I read Paula’s comments in her recent editorial with considerable interest.  Her approach is what I would expect from a thoughtful and rational person.  She explains herself and doesn’t take cheap shots like many of the anti-wind people do. 
I agree with Paula that she has to take in the entire county, not just three townships when considering an ordinance.  I think her research falls short with the density of 98 people per square mile.  No one has proposed a wind farm anywhere else in the county.  None are planned for the Courthouse lawn!  The densities of each township are: Cleveland-69.2, Washington-31.6, and Jefferson-52.6 people per square mile.  All are below the county average.  Benton County is 22, and White is 50.  If you average the three Whitley County townships, the average density is 51.1.  So if density is an important measure, and it is, then the area proposed for the wind farm is comparable to White County.  The density of 98 overstates the case.
Paula’s reference to economic development is right on target.  This is our primary  goal, too.  Add jobs and dollars to the tax base to relieve the burden on the property tax payer.  Paula gives credit to the “past” County Commissioners and Councilmen.  That is 100% correct, but she overlooked the key story.
When the TIF district was first proposed in the 1980s, a small but vocal group of Union Township residents rose up in arms in protest.  They opposed more traffic, noise, pollution, spoiling the rural setting, and the negative impact on their property value.  Sound familiar?  The elected officials took a lot of verbal and potentially physical abuse.  It was not a pretty scene, and many of us were embarrassed by their radicalism.  If you think I am overstating this, please dig out the old newspaper articles and talk to the locals who lived through that era.  County economic development should look at the whole county, not just the corridor.  Don’t put all your eggs in one basket, Paula.
So what do we have now?  We have a different group and a different time, but the same old weary, time worn arguments.  It looks like the County Commissioners will have to step up to the plate again in order to do what is right.  Ironically, someone in Paula’s position will look back in another 30 years and say: “We sure made a wise move when we supported a workable wind ordinance.” 
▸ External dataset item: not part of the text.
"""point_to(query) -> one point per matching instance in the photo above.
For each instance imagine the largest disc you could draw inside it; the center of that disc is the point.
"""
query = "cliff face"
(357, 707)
Why won’t a 1500’ setback work?  Several reasons: Whitley County is not Benton or White County.  The agricultural landscape is different.  Their farmers control very large tracts of ground.  Whitley County has many more small landowners of 80-160 acres, not thousands of acres.  I would note too that many of our Whitley County landowners are retired and depend on the farm income to supplement Social Security.  That is a pretty good reason to sign up wouldn’t you think?  Another factor is that our area has considerable woodlands that affect the placement of turbines.  Benton and White are flat, open prairie land and include some of the best productive ground in the state.
Give the Wind Project a chance!  The Plan Commission still has the review and approval of the development plan for any potential project.  This assumes that a workable ordinance is approved not one with the overly restrictive 1500’.